Opinia użytkownika: Izabela_248
Dotycząca firmy: LIDL
Treść opinii: Byłam dziś w sklepie LIDL przy ul.Hynka 69. Pierwsze wrażenie - trochę się zawiodłam. Wózki były poodczepiane, a w nich paragony i gazetki zostawione przez poprzedników, na ziemi leżały papierki. Mimo tego, kosz na śmieci był wymieniony a gablotka z gazetką była czysta. Klientów o tej porze było jak zawsze średnio. Otwarta była jedna kasa. Miłym zaskoczeniem było dla mnie stoisko z pieczywem - jeszcze był chleb i bułki. Towaru na półkach trochę brakowało, na ziemi obok regałów stało parę kartonów, jednak były one poukladane i nie stanowiły problemów z przemieszczaniem się z dużym wózkiem.Bodajże trzech pracowników było na dość dużej hali i sprzątali.

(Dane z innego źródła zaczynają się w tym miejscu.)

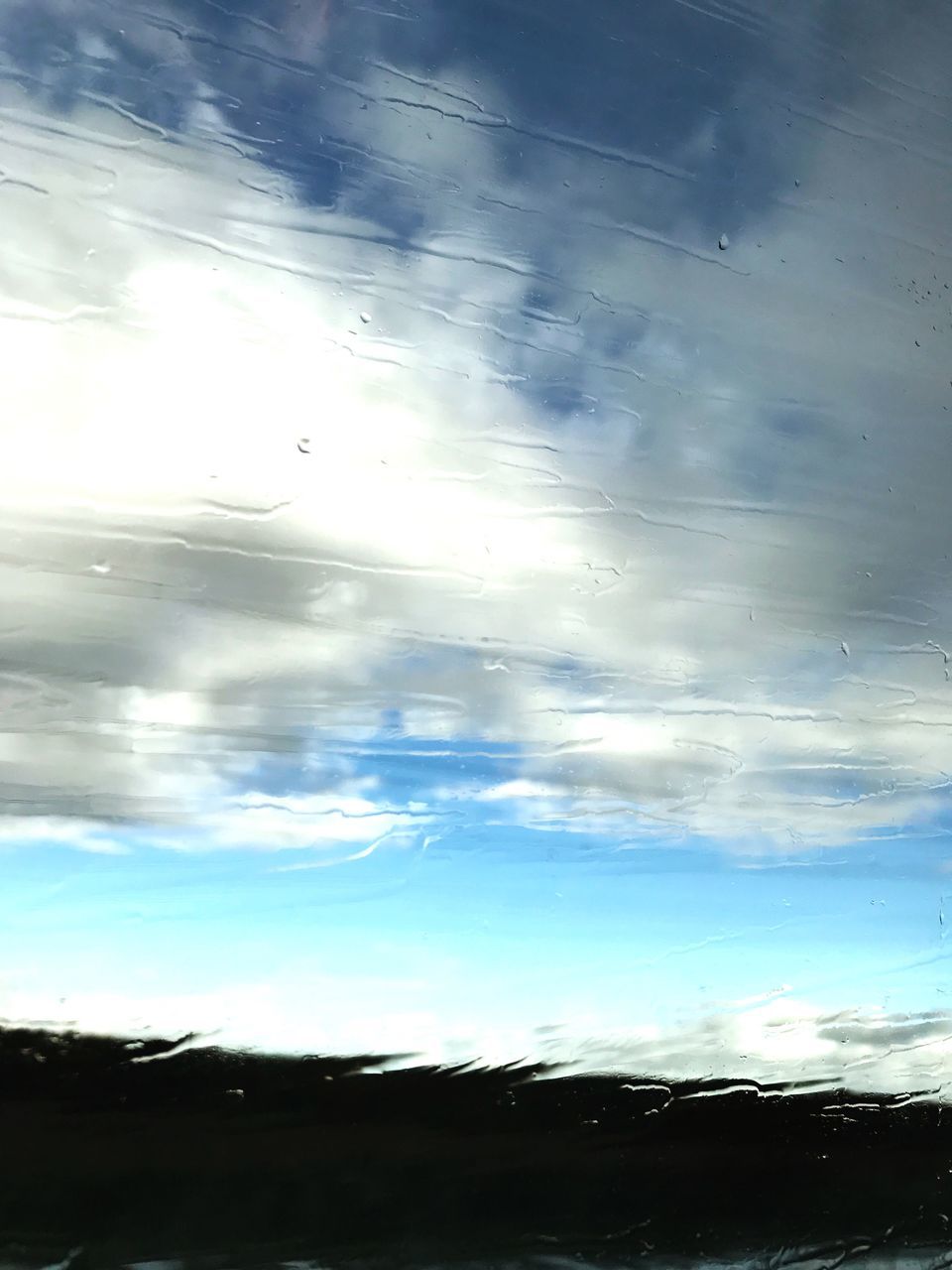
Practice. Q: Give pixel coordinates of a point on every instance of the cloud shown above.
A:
(780, 1039)
(667, 521)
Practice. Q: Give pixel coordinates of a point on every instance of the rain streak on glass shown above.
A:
(476, 566)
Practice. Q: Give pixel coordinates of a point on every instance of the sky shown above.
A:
(476, 557)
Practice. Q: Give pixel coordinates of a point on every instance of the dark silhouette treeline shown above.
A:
(114, 1151)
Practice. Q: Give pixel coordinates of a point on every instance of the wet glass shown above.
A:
(475, 631)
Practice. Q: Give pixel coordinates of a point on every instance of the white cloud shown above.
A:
(189, 584)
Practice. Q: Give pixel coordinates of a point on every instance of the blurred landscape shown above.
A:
(118, 1152)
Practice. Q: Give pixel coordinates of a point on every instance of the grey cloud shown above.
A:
(711, 483)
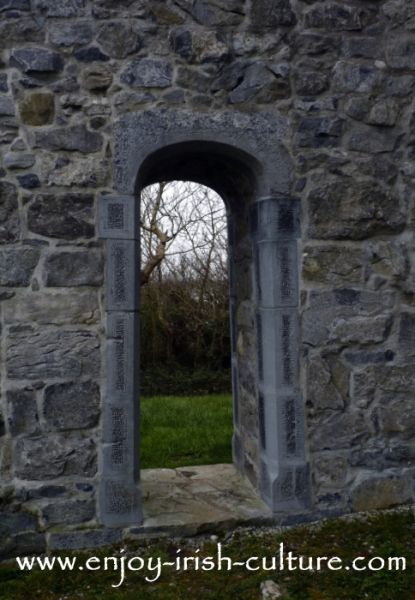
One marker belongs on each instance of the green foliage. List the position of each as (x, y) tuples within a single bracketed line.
[(175, 380), (185, 340), (177, 432)]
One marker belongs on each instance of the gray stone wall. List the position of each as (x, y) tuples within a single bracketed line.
[(342, 75)]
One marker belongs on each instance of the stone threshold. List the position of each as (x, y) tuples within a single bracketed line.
[(192, 500)]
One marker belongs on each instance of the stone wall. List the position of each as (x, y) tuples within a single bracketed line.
[(342, 75)]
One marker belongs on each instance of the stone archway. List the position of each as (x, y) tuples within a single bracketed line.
[(242, 158)]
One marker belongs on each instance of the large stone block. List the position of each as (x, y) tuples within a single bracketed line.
[(334, 265), (18, 160), (327, 308), (13, 31), (7, 108), (72, 269), (335, 17), (36, 60), (9, 217), (71, 405), (271, 14), (261, 83), (360, 330), (355, 210), (17, 266), (22, 411), (50, 353), (49, 457), (54, 307), (354, 77), (396, 415), (108, 9), (75, 137), (407, 335), (148, 72), (67, 216), (400, 51), (322, 391), (118, 39), (339, 431), (70, 34), (70, 512), (382, 492), (85, 171), (61, 8), (319, 132)]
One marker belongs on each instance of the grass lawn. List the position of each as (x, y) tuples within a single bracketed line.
[(186, 431), (389, 534)]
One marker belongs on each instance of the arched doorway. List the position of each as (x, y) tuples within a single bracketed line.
[(242, 159)]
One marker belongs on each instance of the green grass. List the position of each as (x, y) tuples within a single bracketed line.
[(389, 534), (185, 431)]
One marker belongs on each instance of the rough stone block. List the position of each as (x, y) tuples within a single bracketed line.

Była to godzina przed zamknięciem sklepu. Po wybraniu zakupów udałam się do kasy.Niestety, tylko jedna była otwarta, a kolejka zaczęła się zwiększać. Pani Kasjerka zadzwoniła i po chwili, dosłownie po 20 sekundach pojawiła się druga Pani, która zapraszała do kasy. Było to dla mnie wielkie zdziwienie, bo zawsze jak Panie dzwonią to nikt nie przychodzi. Gdy nadeszła moja kolej,Pani Kasjerka mnie przywitała, podała kwotę do zapłaty, po czym podziękowała i życzyła miłego wieczoru.Przy pokoju dla załogi stały dwa kartony dla gości, którzy nie chcą kupować siatek. Jest to bardzo dobre rozwiązanie. Wizytę w Lidlu wspominam dziś jako bardzo sympatyczną.